At the core of this contemporary novel is a weak and aging grandfather, born in the Ukraine and fond of telling and re-telling stories of his ethnic heritage. He sends his three grandsons on a trip from their native Canada to the old country to find his place of birth, a village so small it doesn’t appear on any map. As events unfold, however, it seems the grandfather’s dreams for his family far exceed having them discover old places and hearing more old stories.
Five years after the trip to Ukraine, and following the death of his beloved grandfather, Mike Bennek sets down an account of the trip he took with his brothers, two other family members, and some friends. There’s all the usual sightseeing, but also, through contact with both the local peasants and the aristocracy, the travelers discover the country’s paradoxes and deep national pride and identity.
Assisting Mike in the search for his grandfather’s roots is the lovely aristocrat, Natasha, who has a genius for providing anything that’s needed, from a family tree to a stolen kiss in her office at the local inn. Natasha’s research into the Bennek family tree produces not just surprises about Mike’s grandfather’s heritage, but also an incredible link between Natasha’s ancestors and his own. What began with a mild flirtation and a history question is destined to bring the two together in the future in a very surprising way.

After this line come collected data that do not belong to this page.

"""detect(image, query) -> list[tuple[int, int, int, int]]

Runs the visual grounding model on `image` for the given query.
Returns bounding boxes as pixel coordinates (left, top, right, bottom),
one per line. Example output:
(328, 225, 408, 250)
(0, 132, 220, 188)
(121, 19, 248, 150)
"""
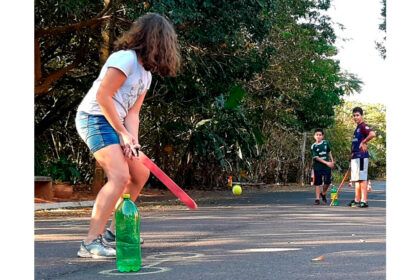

Readers, however, will have to appreciate the poignancy of the story and its remarkable conclusion from within themselves, because this is relatively passionless recitation of an extraordinary tale. The writing is straightforward, with a lack of depth that would add to readers’ understanding of important issues. Similarly, the characters could use much more fleshing out. But make no mistake, there’s heart evident in the work, and a good story emerges for those able to look past the stylistic flaws.